Kita harusnya juga mengenal model busana masyarakat Hijaz sebelum ditaklukkan Bani Saud, dalam sejarahnya, sangat modern dan stylish. Hal itu bisa dimaklumi karena Hijaz kawasan kosmopolitan dan multikultural. Sudah sejak lama Hijaz jadi pusat niaga internasional dan perjumpaan berbagai warga dunia. Gaya berpakaian masyarakat di Arabia Timur juga tergolong modern (sebagian, ke-Barat-Barat-an) karena disinilah pusat industri, khususnya bidang migas, sehingga banyak kaum ekspatriat, termasuk negara-negara Barat (Qurthuby,2022).
Mimpi MBS
Majalah TIME edisi terbaru 16 April 2018 lalu menjadikan Muhammad bin Salman (MBS) sebagai kover depan dan bahasan utama. TIME menulis, Charme Offensive: Should The World Buy What The Crown Prince is Selling? Ketika visi MBS berhasil membuka kran keterhubungan budaya dengan barat, semua relatif terjangkau dan sedemikian memukau. Tradisi pakaian masyatrakat Hijaz kian menemukan pasarnya. Banyak orang bertanya di manakah aturan etika busana Arab Saudi dicetuskan pertama. Secara historis hal ini terkait dengan wilayah di mana kerajaan Saudi pertama didirakan yakni wilayah Diriyah, Najd. Di wilayah itulah perkembangan pengikut ajaran Muhammad bin Abdul Wahhab (Wahabi) muncul pertama kali. Sedangkan di kawasan itupula, Muhammad Al Saud mendirikan kerajaan Saudi Arabia, nama yang negara yang diambil dari namanya pada abad-18. Pertalian khusus antara etika agama pemahaman Wahabi kepada kebijakan kerajaan Saudi membuat praktek keseharian masyarakat di sana semakin kuat.
Kewajiban memakai abaya, hijab berwarna hitam semakin terasa sejak kelompok konservatif mendapatkan restu Pangeran Khalid pada tahun 1980-an. Polisi Syariah (Mutawwa) bebas melakukan pemukulan dan hukum langsung. Di tangan MBS, kebijakan itu sudah dihapus sekalipun telah menjadi aturan yang cukup kuat mengakar selama 40 tahun.
Gebrakan MBS awalnya disambut cukup meriah oleh masyarakat global terutama oleh mereka yang suka mengkapanyekan liberalisme sosial. Kini MBS tidak sekedar berbicara soal budaya hidup dan pakaian. Diplomasi MBS kini bertaring lewat pengaruh di OPEC dan kedekatannya sengan Cina dalam pengembangan beberapa proyek pentingnya. Presiden AS Joe Biden, nampaknya memang tidak menyukai langkah MBS dan mengancam dengan “konsesekuensi” yang kemudian direspon serius oleh pangeran arab yang belakangan viral.
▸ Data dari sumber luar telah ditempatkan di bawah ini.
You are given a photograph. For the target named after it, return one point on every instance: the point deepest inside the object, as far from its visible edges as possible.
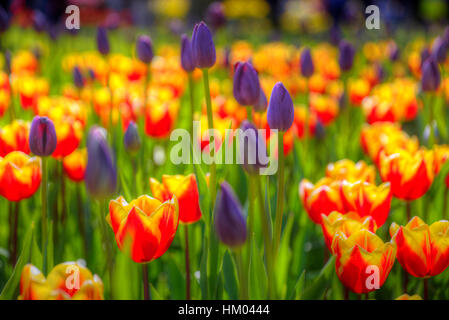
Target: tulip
(131, 139)
(187, 62)
(146, 224)
(355, 257)
(20, 176)
(42, 138)
(203, 47)
(186, 191)
(348, 170)
(101, 170)
(67, 281)
(346, 57)
(102, 41)
(431, 78)
(75, 164)
(367, 199)
(347, 223)
(423, 250)
(246, 87)
(78, 77)
(321, 198)
(230, 223)
(144, 48)
(307, 67)
(410, 174)
(253, 152)
(280, 113)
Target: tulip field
(95, 204)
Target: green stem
(280, 197)
(44, 214)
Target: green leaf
(230, 277)
(317, 289)
(13, 282)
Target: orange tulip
(348, 223)
(67, 281)
(321, 198)
(186, 191)
(367, 199)
(423, 250)
(75, 164)
(147, 223)
(14, 137)
(20, 176)
(346, 169)
(410, 174)
(363, 260)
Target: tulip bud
(78, 77)
(187, 62)
(203, 47)
(346, 57)
(431, 78)
(261, 104)
(131, 139)
(144, 49)
(101, 170)
(102, 40)
(246, 84)
(307, 67)
(280, 112)
(42, 139)
(439, 50)
(215, 15)
(230, 224)
(252, 149)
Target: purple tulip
(261, 104)
(246, 87)
(101, 170)
(42, 139)
(431, 78)
(203, 47)
(252, 149)
(215, 15)
(187, 62)
(131, 139)
(439, 50)
(307, 67)
(229, 221)
(144, 49)
(102, 40)
(78, 77)
(346, 57)
(280, 112)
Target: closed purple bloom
(346, 57)
(187, 62)
(144, 49)
(230, 224)
(307, 67)
(252, 149)
(246, 86)
(215, 15)
(261, 104)
(439, 50)
(280, 112)
(203, 47)
(431, 78)
(42, 139)
(102, 40)
(131, 139)
(78, 77)
(101, 171)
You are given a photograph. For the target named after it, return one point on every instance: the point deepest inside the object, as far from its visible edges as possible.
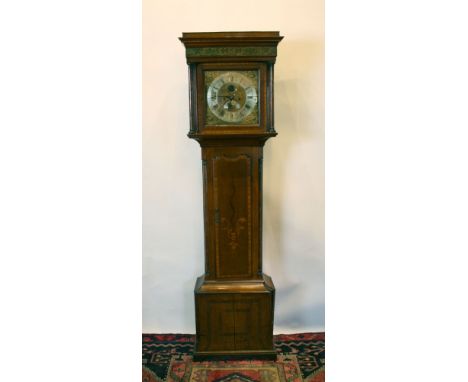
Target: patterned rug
(168, 357)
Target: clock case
(234, 299)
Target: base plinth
(234, 319)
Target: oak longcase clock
(231, 116)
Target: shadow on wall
(299, 103)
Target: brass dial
(232, 96)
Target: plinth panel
(234, 323)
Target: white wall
(293, 161)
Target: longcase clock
(231, 116)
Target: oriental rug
(168, 358)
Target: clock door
(232, 210)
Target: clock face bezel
(202, 101)
(232, 97)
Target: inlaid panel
(232, 175)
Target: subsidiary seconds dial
(232, 96)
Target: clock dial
(232, 97)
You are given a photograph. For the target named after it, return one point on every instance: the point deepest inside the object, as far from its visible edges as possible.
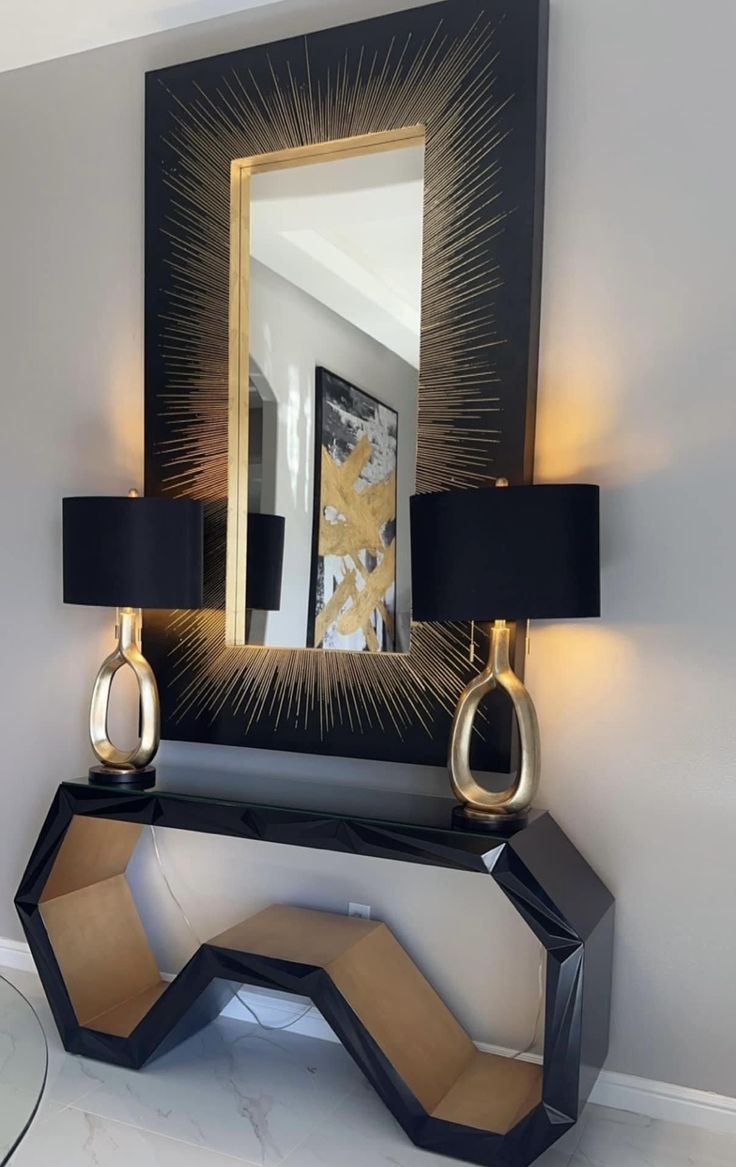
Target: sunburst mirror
(343, 267)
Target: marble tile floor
(235, 1094)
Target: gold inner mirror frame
(243, 170)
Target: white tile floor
(237, 1095)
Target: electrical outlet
(359, 909)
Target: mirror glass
(334, 318)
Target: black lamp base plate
(465, 819)
(133, 780)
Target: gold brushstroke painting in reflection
(444, 83)
(355, 568)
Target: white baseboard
(618, 1091)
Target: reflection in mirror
(331, 311)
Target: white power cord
(245, 1005)
(309, 1008)
(540, 1005)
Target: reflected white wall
(291, 335)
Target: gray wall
(636, 392)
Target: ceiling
(33, 30)
(350, 235)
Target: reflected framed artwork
(352, 596)
(343, 258)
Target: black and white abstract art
(354, 570)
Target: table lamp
(495, 556)
(131, 553)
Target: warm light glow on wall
(579, 666)
(582, 438)
(125, 405)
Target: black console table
(110, 1003)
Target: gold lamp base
(126, 767)
(483, 808)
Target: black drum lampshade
(265, 561)
(133, 552)
(506, 553)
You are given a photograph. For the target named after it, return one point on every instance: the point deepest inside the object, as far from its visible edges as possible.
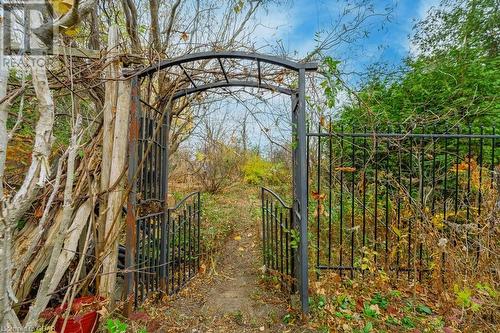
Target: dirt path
(231, 295)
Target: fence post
(300, 187)
(166, 217)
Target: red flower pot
(83, 317)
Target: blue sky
(296, 23)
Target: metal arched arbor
(228, 79)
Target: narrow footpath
(231, 294)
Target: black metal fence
(279, 239)
(168, 248)
(398, 201)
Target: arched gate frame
(299, 142)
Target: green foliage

AS sebagai eksportir tradisional senjata bagi Saudi nampaknya tidak cukup puas. Ketergantungan pada minyak timur tengah, membuat AS melakukan diplomasi. Salah satunya dengan mendekatkan Israel dan Saudi dengan kepentingan atas musuh bersama mereka yakni Iran.
Gerakan perubahan MBS sebenarnya disambut kalangan muslim moderat karena dianggap memutus paradigma lama akan Saudi yang dituduh sebagai penyuplai pafam fundamentalisme dan ekstremisme agama. Bahkan MBS berkali-kali menegaskan akan menahkodai perubahan ini secara saksama. MBS menyatakan bahwa yang dapat menghentikan langkahnya hanya “kematian”. Penghapusan marginalisasi perempuan dan membukan trend publik global seperti pameran busana, konser, dan bioskop tidak pernah dibayangkan terjadi di Saudi yang sudah begitu kuat dengan pengaruh tradisi Badui.
Gelombang moderenisasi MBS yang bermimpi bahwa jazirah arab adalah eropa baru di masa yang akan datang. Ketakutan beberapa pihak memang ada, mengingat Saudi masih dimimpikan sebagai nahkoda dunia Islam karena memiliki kunci utama sejarah permulaan Islam. MBS mungkin melihat dunia Arab sebagai dunia dongeng yang nyata namun selalu dikalahkan. Kini kejutan lain dari mimpi itu akan lebih banyak terjadi dari pada halusinasi.